The crew is not specifically identified in the passenger class. If there is a value of 1 under the crew variable, then the passenger class contains the value of 0. This indicates that the crew was not classified under a passenger class.
Now let’s get some descrptive information about the people on the ship using the crosstab function. The variables we are interested in in the RMS_Titanic data set are: Gender, Passenger Class, Crew, Survival.

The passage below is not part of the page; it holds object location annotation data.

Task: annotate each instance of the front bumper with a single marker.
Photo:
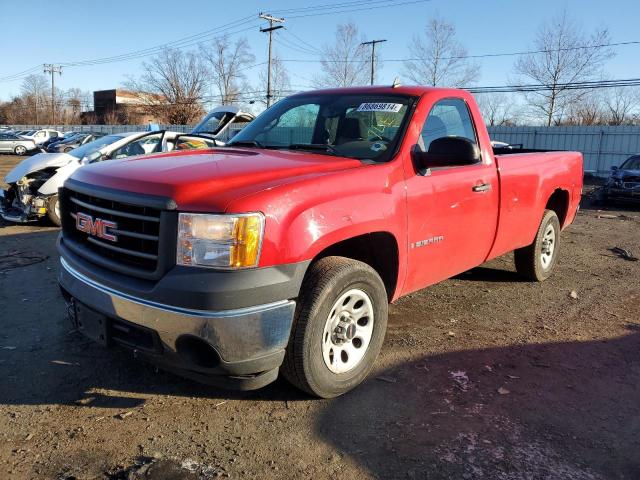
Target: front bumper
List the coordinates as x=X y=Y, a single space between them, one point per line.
x=248 y=343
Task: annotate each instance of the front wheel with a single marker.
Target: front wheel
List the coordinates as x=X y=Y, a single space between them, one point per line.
x=339 y=327
x=538 y=260
x=53 y=210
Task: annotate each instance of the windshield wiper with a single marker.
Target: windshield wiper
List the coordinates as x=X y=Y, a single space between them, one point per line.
x=313 y=146
x=246 y=143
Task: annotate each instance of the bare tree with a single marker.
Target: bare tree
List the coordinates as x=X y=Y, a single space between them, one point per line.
x=345 y=62
x=621 y=104
x=280 y=82
x=496 y=108
x=226 y=62
x=34 y=91
x=172 y=87
x=564 y=56
x=439 y=59
x=588 y=109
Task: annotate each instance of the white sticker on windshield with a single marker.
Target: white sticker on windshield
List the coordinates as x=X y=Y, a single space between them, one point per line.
x=380 y=107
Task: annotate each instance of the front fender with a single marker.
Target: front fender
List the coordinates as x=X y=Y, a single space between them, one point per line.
x=52 y=185
x=305 y=217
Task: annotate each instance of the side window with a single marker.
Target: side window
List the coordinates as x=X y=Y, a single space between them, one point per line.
x=294 y=126
x=448 y=118
x=141 y=146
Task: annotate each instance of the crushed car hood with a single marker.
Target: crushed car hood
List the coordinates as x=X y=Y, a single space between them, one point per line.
x=207 y=180
x=622 y=174
x=36 y=163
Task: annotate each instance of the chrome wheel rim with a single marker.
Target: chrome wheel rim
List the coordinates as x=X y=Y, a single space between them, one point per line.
x=347 y=331
x=548 y=246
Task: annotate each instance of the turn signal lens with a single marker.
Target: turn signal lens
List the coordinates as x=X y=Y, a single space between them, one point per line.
x=220 y=241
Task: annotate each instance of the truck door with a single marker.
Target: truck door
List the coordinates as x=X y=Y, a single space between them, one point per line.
x=452 y=209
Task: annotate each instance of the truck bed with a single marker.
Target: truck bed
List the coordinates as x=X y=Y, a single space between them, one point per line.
x=524 y=192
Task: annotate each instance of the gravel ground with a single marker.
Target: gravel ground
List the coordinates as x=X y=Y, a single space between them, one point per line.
x=481 y=376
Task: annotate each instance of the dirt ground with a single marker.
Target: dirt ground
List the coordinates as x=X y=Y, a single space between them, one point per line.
x=483 y=376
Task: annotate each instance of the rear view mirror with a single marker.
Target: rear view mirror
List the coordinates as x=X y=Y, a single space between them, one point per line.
x=447 y=152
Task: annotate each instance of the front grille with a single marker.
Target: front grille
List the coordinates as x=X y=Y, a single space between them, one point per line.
x=138 y=231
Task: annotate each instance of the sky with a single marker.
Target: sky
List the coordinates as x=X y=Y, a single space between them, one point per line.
x=85 y=30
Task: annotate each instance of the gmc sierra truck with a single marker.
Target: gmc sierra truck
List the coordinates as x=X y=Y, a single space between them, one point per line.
x=281 y=251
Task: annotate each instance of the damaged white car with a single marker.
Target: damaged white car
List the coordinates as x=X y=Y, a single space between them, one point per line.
x=34 y=183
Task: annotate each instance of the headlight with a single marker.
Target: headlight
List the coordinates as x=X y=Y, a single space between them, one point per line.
x=220 y=241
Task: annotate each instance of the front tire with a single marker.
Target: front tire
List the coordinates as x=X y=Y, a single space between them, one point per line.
x=538 y=260
x=53 y=210
x=338 y=328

#Here is the first. You add the others.
table(RMS_Titanic$Gender)
##
## 0 1
## 1722 486
table(RMS_Titanic$`Passenger Class`)
##
## 1 2 3
## 324 285 708
table(RMS_Titanic$Crew)
##
## 0 1
## 1317 891
table(RMS_Titanic$Survival)
##
## 0 1
## 1496 712
We would also like to know about the proportion who are 15 and under. The problem is that the Child variable is all missing and age is given in years. Let’s update the Child variable with information from the Age variable and then run the crosstab. (For your other ship you need to see if this is necessary and possible. You may need to do other similar things with other variables.)
RMS_Titanic$Child <- as.numeric(RMS_Titanic$Age) <= 15
# Add the crosstab below
table(RMS_Titanic$Child)
##
## FALSE TRUE
## 2063 135
RMS_Titanic$Child <- as.numeric(RMS_Titanic$Age) <= 15 does.It updates the child variable with information from the Age variable and then it separates the ages that can be identified as 15 years and younger.
Write a paragraph describing the people who were on board the Titanic and what happened to them. The people on board of the Titanic were all from different social classes. There were many people that were a part of the crew that their passenger class was not identified. There were many women and child in various age groups. Many people that were a part of the upper class, especially women and children survived over the men that were on board.